International health care products major, Covidien plc (COV) has won the approval of the U.S. Food and Drug Administration (“FDA”) for its motion-tolerant Nellcor pulse oximetry devices. The system can effectively detect and diagnose acute and potentially fatal breathing difficulties at an early stage, thereby allowing faster treatment and elimination of respiratory complications.

The Nellcor devices from Covidien’s oximetry and monitoring products portfolio under the Medical Devices segment are designed to pick up cardiac-based signals and hence is highly correlated to the patient’s physiology. Patient movement, noise and low perfusion can hinder proper readings, which might lead to a delay in treatment. The advanced motion-tolerant pulse oximeters provide accurate readings, despite movements, resulting in improved standard of care.

The Nellcor Bedside SpO2 Patient Monitoring System, Bedside Respiratory Patient Monitoring System, and N-600x Pulse Oximetry Monitoring System are the devices that have been cleared by the FDA. The systems continuously monitor SpO2 as well as the pulse rate for adult, neonatal and pediatric patients. In 2012, the regulatory body had cleared the Nellcor Bedside SpO2 Patient Monitoring System and the Bedside Respiratory Patient Monitoring System for sale in the U.S.

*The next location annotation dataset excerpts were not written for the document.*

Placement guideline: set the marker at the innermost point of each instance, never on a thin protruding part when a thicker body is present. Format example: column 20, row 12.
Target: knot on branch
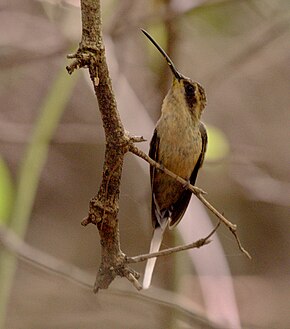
column 84, row 57
column 98, row 210
column 109, row 270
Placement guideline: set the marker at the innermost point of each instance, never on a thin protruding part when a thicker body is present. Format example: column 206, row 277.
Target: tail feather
column 154, row 247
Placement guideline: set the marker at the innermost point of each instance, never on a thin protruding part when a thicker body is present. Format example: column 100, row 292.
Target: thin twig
column 197, row 244
column 199, row 193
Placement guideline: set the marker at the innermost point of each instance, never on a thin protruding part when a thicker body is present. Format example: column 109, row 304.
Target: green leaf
column 6, row 192
column 218, row 145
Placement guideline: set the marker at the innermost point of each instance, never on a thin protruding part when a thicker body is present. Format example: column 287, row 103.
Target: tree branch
column 199, row 193
column 104, row 207
column 165, row 252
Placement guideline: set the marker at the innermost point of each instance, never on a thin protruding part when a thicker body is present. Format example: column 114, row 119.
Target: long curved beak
column 177, row 75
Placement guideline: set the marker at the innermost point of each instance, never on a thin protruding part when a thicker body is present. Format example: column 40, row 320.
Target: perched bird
column 179, row 144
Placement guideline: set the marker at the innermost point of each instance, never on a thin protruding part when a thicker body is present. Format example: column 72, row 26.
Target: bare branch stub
column 104, row 207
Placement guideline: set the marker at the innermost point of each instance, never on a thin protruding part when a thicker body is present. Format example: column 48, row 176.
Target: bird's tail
column 154, row 247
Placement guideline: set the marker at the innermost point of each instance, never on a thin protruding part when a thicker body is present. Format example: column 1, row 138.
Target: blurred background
column 52, row 147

The FDA approval underlines Covidien’s commitment toward patient safety across general as well as critical areas of hospital care. The Nellcor pulse oximeters are the only FDA-approved devices that are compliant with ISO 80601-2-61 (International Organization for Standardization standards for pulse oximetry). Additionally, the company will provide pulse oximetry training through its new Professional Affairs and Clinical Education Online Platform to support the safe use of motion-tolerant pulse oximeters.

Our Take

The FDA approval might soothe the current negative investor sentiment on Covidien. The company recently provided a dismal fiscal 2013 guidance, which complements its Zacks Rank #5 (Strong Sell).

Moreover, it is slated to spin-off its Pharmaceutical unit at the end of Jun 2013. The Pharma business is performing well and contributing significantly to the top line. Following its divestment, Covidien will be left with only the Medical Devices and Supplies businesses. Given the current difficult healthcare environment, uncertainty looms over the growth prospects of these two businesses.

While we strongly recommend investors to avoid this stock due to the risks associated with the Pharma spin-off, other medical stocks such as Conceptus (CPTS), Atricure (ATRC) and Myriad Genetics (MYGN) warrant a look. While Conceptus carries a Zacks Rank #1 (Strong Buy), the other two stocks carry a Zacks Rank #2 (Buy).